Garcia-Blanco, Mariano A.
Primary Appointment
Professor, Microbiology, Immunology, and Cancer Biology
Education
- B.S., Harvard
- M.D., Yale University
- Ph.D., Yale University
Contact Information
Pinn Hall, 7316
Telephone: 434.924.1948
Fax: 434.982.1071
Email: marianogb@virginia.edu
Research Disciplines
Biochemistry, Genetics, Immunology, Microbiology, Molecular Biology
Research Interests
RNA-protein interactions in antiviral immunity and autoimmune diseases.
Research Description
Ongoing work in my laboratory focuses on the role of an alternative splicing factor, the RNA helicase DDX39B, known to immunologists as BAT1, on immunity and autoimmunity. The connection to autoimmunity derived from work with Dr. Simon Gregory (Duke University): we showed that alternative splicing of the interleukin 7 receptor (IL7R) transcripts regulates levels of soluble IL7R and confers increased risk for multiple sclerosis, an autoimmune disorder of the central nervous system. We discovered the master regulator of IL7R splicing is the DExD/H RNA helicase, DDX39B, and showed that it is a multiple sclerosis risk factor [Galarza-Muñoz et al., 2017]. We also provided a molecular explanation for how genetic variation in IL7R exon 6 leads to silencing of this exon and a model for how DDX39B activates it [Schott et al., 2021]. Recently, we have shown that DDX39B controls important posttranscriptional regulatory networks in T regulatory cells and is required for expression of FOXP3, the master transcription factor in T-regulatory cells [Hirano, Galarza-Muñoz et al., in revision for eLife]. The work on IL7R has led to three US Patents 8,158,344, 10,961,581, 11,118,186 and the formation of Autoimmunity BioSolutions, which is commercializing novel therapies that target soluble IL7R to treat autoimmune diseases and cancer.

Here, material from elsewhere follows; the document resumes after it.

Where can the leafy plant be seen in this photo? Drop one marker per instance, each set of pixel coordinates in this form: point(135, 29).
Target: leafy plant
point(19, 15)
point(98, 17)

The second broad area of investigation in the laboratory focuses on RNA–protein interactions that impact infections caused by pathogenic RNA viruses. Our work on flaviviruses has identified human and mosquito pro- and anti-viral host factors, many of which are RNA binding proteins (RBPs) [Sessions et al., 2009]. The information gained from these studies has provided important mechanistic insights into how dengue, yellow fever, and Zika viruses replicate and how they evade immune defenses. This work has led to important insights on the role of post-transcriptional regulation on immune dysregulation by viruses and on the regulation of innate immunity by alternative splicing factors [Liao et al., 2021].